ROME — The president of the Italian Society of Anti-infection Therapy (SITA) said Monday scattered new outbreaks of coronavirus in Italy present no real cause for concern.

Dr. Matteo Bassetti, who is also the director of Infectious Diseases at the San Martino Hospital in Genoa, said that all the signs are that the epidemic continues to decline in Italy and even where new positives occur, they represent a significantly lower viral load and in no way suggest a second wave of the virus.

“I believe that continuing to give the numbers of new positives without differentiating who they are and what they have or whether they are symptomatic or asymptomatic, how many new positives are after previous negativity, how many are hospitalized and how many are observed at home, how many are in ICU and how many in nursing homes is useless, except for making a great mess,” Dr.
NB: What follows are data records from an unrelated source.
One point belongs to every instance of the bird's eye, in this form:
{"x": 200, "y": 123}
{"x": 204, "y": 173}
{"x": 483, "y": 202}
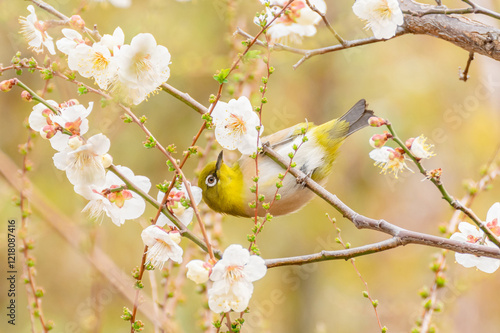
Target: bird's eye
{"x": 211, "y": 180}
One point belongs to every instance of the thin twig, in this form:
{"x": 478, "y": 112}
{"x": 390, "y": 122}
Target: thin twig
{"x": 446, "y": 196}
{"x": 400, "y": 236}
{"x": 464, "y": 76}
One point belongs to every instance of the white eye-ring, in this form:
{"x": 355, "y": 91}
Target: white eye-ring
{"x": 211, "y": 180}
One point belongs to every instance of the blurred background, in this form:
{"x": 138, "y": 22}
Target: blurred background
{"x": 411, "y": 80}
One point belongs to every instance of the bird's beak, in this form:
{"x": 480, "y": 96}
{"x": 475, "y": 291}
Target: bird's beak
{"x": 219, "y": 161}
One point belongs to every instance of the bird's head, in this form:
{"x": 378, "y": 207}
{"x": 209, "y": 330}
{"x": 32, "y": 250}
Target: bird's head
{"x": 222, "y": 187}
{"x": 210, "y": 175}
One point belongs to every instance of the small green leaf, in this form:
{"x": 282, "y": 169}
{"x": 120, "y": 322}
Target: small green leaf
{"x": 221, "y": 76}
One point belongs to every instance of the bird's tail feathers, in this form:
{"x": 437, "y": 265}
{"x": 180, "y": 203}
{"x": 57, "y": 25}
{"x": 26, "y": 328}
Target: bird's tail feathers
{"x": 357, "y": 117}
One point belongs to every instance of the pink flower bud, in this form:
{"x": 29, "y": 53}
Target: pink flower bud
{"x": 107, "y": 160}
{"x": 26, "y": 96}
{"x": 6, "y": 85}
{"x": 69, "y": 103}
{"x": 378, "y": 140}
{"x": 48, "y": 131}
{"x": 376, "y": 121}
{"x": 77, "y": 21}
{"x": 409, "y": 142}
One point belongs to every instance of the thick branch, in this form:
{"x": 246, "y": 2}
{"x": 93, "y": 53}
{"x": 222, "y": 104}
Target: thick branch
{"x": 470, "y": 35}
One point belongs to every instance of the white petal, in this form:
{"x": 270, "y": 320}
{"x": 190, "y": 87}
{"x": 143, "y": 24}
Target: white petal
{"x": 255, "y": 269}
{"x": 100, "y": 144}
{"x": 493, "y": 213}
{"x": 59, "y": 141}
{"x": 220, "y": 112}
{"x": 61, "y": 160}
{"x": 235, "y": 254}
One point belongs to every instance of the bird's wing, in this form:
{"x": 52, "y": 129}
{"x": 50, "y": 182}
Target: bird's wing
{"x": 285, "y": 136}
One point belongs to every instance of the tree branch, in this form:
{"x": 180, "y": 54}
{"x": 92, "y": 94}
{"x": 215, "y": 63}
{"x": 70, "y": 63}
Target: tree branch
{"x": 470, "y": 35}
{"x": 400, "y": 236}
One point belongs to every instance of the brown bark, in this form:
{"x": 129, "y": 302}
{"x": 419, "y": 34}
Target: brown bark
{"x": 463, "y": 32}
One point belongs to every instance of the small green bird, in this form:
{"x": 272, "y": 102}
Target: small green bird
{"x": 227, "y": 189}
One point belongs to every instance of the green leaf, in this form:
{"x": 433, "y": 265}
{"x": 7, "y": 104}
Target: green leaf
{"x": 221, "y": 76}
{"x": 82, "y": 90}
{"x": 251, "y": 55}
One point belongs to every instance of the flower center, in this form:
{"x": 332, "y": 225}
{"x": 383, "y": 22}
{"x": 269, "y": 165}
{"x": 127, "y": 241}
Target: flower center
{"x": 383, "y": 11}
{"x": 142, "y": 64}
{"x": 494, "y": 227}
{"x": 174, "y": 202}
{"x": 100, "y": 62}
{"x": 234, "y": 273}
{"x": 118, "y": 197}
{"x": 236, "y": 124}
{"x": 472, "y": 239}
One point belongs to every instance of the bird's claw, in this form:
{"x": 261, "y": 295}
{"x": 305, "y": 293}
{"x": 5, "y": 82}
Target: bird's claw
{"x": 302, "y": 181}
{"x": 266, "y": 144}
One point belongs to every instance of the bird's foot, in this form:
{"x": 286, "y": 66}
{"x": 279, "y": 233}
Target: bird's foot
{"x": 266, "y": 144}
{"x": 302, "y": 181}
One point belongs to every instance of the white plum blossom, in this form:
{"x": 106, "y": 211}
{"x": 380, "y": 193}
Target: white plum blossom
{"x": 174, "y": 204}
{"x": 233, "y": 276}
{"x": 382, "y": 16}
{"x": 297, "y": 22}
{"x": 34, "y": 31}
{"x": 86, "y": 164}
{"x": 58, "y": 128}
{"x": 71, "y": 39}
{"x": 162, "y": 245}
{"x": 471, "y": 234}
{"x": 119, "y": 205}
{"x": 419, "y": 148}
{"x": 198, "y": 271}
{"x": 115, "y": 41}
{"x": 235, "y": 125}
{"x": 94, "y": 61}
{"x": 389, "y": 159}
{"x": 143, "y": 67}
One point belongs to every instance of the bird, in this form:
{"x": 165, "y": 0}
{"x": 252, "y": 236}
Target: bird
{"x": 226, "y": 189}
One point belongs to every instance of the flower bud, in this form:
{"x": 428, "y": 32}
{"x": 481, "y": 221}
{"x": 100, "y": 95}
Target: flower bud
{"x": 378, "y": 140}
{"x": 376, "y": 121}
{"x": 69, "y": 103}
{"x": 107, "y": 160}
{"x": 175, "y": 235}
{"x": 75, "y": 142}
{"x": 77, "y": 21}
{"x": 198, "y": 271}
{"x": 419, "y": 148}
{"x": 6, "y": 85}
{"x": 26, "y": 96}
{"x": 48, "y": 131}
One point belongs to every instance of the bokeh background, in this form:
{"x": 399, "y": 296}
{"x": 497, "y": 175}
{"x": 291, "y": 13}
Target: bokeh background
{"x": 411, "y": 80}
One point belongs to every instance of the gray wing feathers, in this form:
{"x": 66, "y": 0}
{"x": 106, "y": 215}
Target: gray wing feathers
{"x": 357, "y": 116}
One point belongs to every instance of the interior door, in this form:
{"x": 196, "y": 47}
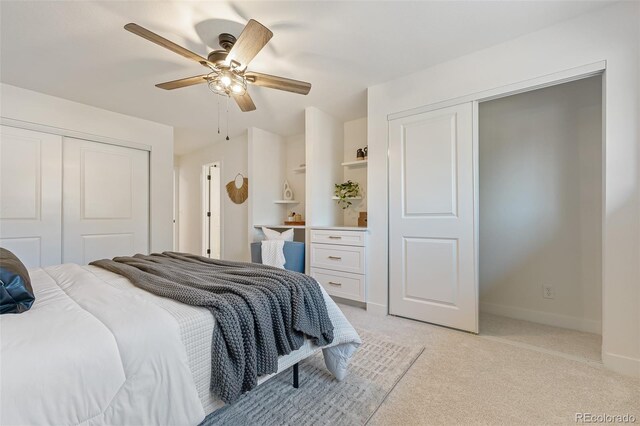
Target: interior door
{"x": 31, "y": 195}
{"x": 213, "y": 231}
{"x": 105, "y": 201}
{"x": 431, "y": 218}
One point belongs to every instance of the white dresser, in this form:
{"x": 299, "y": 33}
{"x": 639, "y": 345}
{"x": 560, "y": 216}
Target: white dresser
{"x": 338, "y": 261}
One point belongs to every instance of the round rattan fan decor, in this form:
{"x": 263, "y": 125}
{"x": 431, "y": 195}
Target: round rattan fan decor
{"x": 238, "y": 194}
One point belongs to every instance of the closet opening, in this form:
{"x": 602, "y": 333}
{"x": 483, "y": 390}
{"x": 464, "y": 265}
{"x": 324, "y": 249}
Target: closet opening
{"x": 211, "y": 211}
{"x": 541, "y": 186}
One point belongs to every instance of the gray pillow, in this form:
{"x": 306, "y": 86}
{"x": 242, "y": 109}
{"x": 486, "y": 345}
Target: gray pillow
{"x": 16, "y": 293}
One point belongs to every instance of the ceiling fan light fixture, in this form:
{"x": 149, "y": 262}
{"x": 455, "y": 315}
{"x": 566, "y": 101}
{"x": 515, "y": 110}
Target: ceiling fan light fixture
{"x": 225, "y": 80}
{"x": 226, "y": 83}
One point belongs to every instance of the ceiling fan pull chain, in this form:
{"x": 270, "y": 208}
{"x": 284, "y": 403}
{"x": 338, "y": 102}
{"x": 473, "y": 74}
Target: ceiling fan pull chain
{"x": 227, "y": 117}
{"x": 218, "y": 99}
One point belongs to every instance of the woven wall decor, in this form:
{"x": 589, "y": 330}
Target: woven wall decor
{"x": 238, "y": 189}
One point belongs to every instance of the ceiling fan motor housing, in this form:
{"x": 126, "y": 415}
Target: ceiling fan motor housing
{"x": 226, "y": 41}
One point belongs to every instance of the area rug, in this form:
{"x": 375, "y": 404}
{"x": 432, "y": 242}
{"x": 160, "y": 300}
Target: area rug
{"x": 322, "y": 400}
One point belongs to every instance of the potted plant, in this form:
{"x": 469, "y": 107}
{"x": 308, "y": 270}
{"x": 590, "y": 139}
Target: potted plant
{"x": 345, "y": 192}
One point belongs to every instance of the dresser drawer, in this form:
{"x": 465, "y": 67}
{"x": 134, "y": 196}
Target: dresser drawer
{"x": 338, "y": 258}
{"x": 341, "y": 284}
{"x": 329, "y": 236}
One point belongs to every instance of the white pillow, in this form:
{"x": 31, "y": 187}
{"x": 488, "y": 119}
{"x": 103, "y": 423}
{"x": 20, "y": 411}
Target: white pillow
{"x": 275, "y": 235}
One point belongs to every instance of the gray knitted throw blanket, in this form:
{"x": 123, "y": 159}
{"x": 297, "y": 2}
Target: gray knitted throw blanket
{"x": 261, "y": 312}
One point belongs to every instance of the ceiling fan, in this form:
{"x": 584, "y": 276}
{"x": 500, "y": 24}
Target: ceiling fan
{"x": 227, "y": 67}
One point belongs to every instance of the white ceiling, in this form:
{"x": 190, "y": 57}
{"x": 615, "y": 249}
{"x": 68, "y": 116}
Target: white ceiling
{"x": 78, "y": 50}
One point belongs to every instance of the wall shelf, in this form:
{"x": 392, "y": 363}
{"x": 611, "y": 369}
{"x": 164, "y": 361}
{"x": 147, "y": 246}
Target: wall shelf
{"x": 356, "y": 163}
{"x": 281, "y": 226}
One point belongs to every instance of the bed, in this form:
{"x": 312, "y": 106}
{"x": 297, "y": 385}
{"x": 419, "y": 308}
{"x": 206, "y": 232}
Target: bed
{"x": 95, "y": 349}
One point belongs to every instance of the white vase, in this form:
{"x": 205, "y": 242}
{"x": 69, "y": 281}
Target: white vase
{"x": 287, "y": 193}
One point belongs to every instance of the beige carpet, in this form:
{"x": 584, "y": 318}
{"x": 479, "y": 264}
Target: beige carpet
{"x": 464, "y": 379}
{"x": 321, "y": 399}
{"x": 570, "y": 342}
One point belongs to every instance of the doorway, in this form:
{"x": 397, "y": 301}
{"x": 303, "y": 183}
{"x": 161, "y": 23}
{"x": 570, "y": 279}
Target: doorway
{"x": 541, "y": 218}
{"x": 212, "y": 211}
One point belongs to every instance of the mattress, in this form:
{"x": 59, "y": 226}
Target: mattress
{"x": 155, "y": 353}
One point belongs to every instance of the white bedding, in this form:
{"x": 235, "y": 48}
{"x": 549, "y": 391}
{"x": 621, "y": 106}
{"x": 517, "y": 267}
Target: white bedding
{"x": 95, "y": 349}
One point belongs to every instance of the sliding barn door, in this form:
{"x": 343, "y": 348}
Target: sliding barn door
{"x": 106, "y": 201}
{"x": 431, "y": 218}
{"x": 30, "y": 195}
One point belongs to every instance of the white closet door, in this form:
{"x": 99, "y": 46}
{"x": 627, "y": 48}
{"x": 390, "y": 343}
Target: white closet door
{"x": 30, "y": 195}
{"x": 105, "y": 201}
{"x": 431, "y": 215}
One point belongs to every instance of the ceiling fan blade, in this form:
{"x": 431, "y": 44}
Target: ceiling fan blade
{"x": 167, "y": 44}
{"x": 245, "y": 102}
{"x": 252, "y": 39}
{"x": 280, "y": 83}
{"x": 183, "y": 82}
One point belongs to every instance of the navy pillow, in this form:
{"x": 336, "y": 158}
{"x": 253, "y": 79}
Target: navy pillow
{"x": 16, "y": 293}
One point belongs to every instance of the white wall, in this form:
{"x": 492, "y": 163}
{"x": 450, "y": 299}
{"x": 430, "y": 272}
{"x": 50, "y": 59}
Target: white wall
{"x": 267, "y": 161}
{"x": 295, "y": 153}
{"x": 355, "y": 136}
{"x": 610, "y": 34}
{"x": 33, "y": 107}
{"x": 540, "y": 205}
{"x": 233, "y": 158}
{"x": 324, "y": 137}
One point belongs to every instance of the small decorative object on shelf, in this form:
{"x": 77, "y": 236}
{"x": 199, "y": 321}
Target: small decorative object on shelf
{"x": 238, "y": 189}
{"x": 362, "y": 219}
{"x": 287, "y": 193}
{"x": 344, "y": 192}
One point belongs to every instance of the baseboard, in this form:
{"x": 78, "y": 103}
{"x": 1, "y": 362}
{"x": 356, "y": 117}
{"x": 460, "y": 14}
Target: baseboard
{"x": 621, "y": 364}
{"x": 565, "y": 321}
{"x": 377, "y": 309}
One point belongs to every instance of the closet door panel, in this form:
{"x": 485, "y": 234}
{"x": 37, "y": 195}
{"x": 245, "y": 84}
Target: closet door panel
{"x": 31, "y": 195}
{"x": 431, "y": 218}
{"x": 106, "y": 201}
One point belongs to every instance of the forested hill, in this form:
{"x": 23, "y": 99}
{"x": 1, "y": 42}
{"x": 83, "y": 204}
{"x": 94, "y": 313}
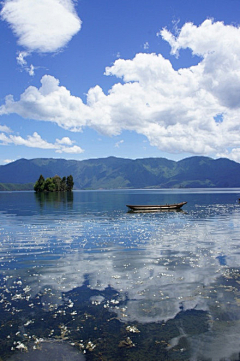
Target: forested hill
{"x": 109, "y": 173}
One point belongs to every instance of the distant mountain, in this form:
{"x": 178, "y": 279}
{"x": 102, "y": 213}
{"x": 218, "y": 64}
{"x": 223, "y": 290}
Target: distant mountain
{"x": 110, "y": 173}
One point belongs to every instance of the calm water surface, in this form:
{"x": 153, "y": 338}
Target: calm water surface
{"x": 82, "y": 277}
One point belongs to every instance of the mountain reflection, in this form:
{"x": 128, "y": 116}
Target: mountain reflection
{"x": 168, "y": 283}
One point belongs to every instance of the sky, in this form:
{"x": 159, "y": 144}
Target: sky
{"x": 84, "y": 79}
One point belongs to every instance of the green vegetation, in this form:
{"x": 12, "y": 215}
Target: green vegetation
{"x": 54, "y": 184}
{"x": 113, "y": 173}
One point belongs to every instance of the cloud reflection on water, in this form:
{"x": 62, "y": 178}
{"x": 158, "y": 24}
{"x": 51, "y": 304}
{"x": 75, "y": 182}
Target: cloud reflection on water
{"x": 159, "y": 264}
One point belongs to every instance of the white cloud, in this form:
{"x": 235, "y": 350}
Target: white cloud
{"x": 5, "y": 129}
{"x": 35, "y": 141}
{"x": 42, "y": 26}
{"x": 146, "y": 45}
{"x": 177, "y": 110}
{"x": 23, "y": 63}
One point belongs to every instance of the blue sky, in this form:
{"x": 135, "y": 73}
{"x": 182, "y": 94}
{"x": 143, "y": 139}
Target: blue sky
{"x": 131, "y": 78}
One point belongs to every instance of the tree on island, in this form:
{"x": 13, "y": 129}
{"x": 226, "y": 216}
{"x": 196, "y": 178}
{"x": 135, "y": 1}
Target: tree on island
{"x": 54, "y": 184}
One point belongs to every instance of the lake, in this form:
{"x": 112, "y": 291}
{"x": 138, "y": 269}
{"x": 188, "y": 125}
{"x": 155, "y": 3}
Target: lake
{"x": 83, "y": 279}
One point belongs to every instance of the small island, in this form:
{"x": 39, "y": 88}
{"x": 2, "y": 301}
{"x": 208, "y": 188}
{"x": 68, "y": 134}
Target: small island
{"x": 54, "y": 184}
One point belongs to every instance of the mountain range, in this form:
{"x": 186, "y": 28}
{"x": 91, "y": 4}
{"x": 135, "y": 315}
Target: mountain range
{"x": 112, "y": 173}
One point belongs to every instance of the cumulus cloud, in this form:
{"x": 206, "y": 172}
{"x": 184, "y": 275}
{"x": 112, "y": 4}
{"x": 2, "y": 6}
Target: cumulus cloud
{"x": 5, "y": 129}
{"x": 177, "y": 110}
{"x": 43, "y": 26}
{"x": 64, "y": 145}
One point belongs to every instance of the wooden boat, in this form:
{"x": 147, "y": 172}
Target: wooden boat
{"x": 156, "y": 208}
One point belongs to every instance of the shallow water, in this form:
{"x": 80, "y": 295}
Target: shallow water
{"x": 80, "y": 270}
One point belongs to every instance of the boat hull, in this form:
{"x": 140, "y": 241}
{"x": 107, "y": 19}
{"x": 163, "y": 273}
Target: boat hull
{"x": 156, "y": 208}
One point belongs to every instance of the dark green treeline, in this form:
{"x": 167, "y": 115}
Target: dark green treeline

Bassetti said.

“This mess confuses people by alarming public opinion, which doesn’t seem to want to stop talking about the pandemic and the prophesied second or third waves,” he added.

“Do the new outbreaks give cause for concern? Are we witnessing a new wave of serious cases to handle in the hospital and in intensive care? Absolutely not,” he said.

Dr. Bassetti’s assessment of Italy’s situation mirrors an analysis on the U.S. situation published in the New York Post.

In that article, John Ziegler proposed that an obsessive focus on new cases rather than on how many patients wind up in ICU and what is happening to the death rate ignores the most relevant data and irresponsibly stirs up panic.

Significantly higher testing means that more cases are bound to emerge, but many of them will be far less serious than the highly symptomatic cases that brought New York to its knees in April.

Obviously the ‘new case’ data point “is both real and relevant but it is also now extremely misleading,” Ziegler states. “By incompetently using the same measure of what a ‘positive’ virus test meant in April, to what it now means in July, the news media is in the process of, quite effectively, sabotaging America’s recovery from this crisis.”

“While the development has gotten scandalously little news coverage, the daily numbers of deaths with/of Covid has been declining with remarkable consistency for well over two months now,” Ziegler notes.

In his own analysis, Dr. Bassetti has insisted that the viral load of current coronavirus cases in Italy is significantly lower than what doctors were seeing in March and April.

The once-potent coronavirus “has gone from being a tiger to a pussy cat,” Bassetti said in late June.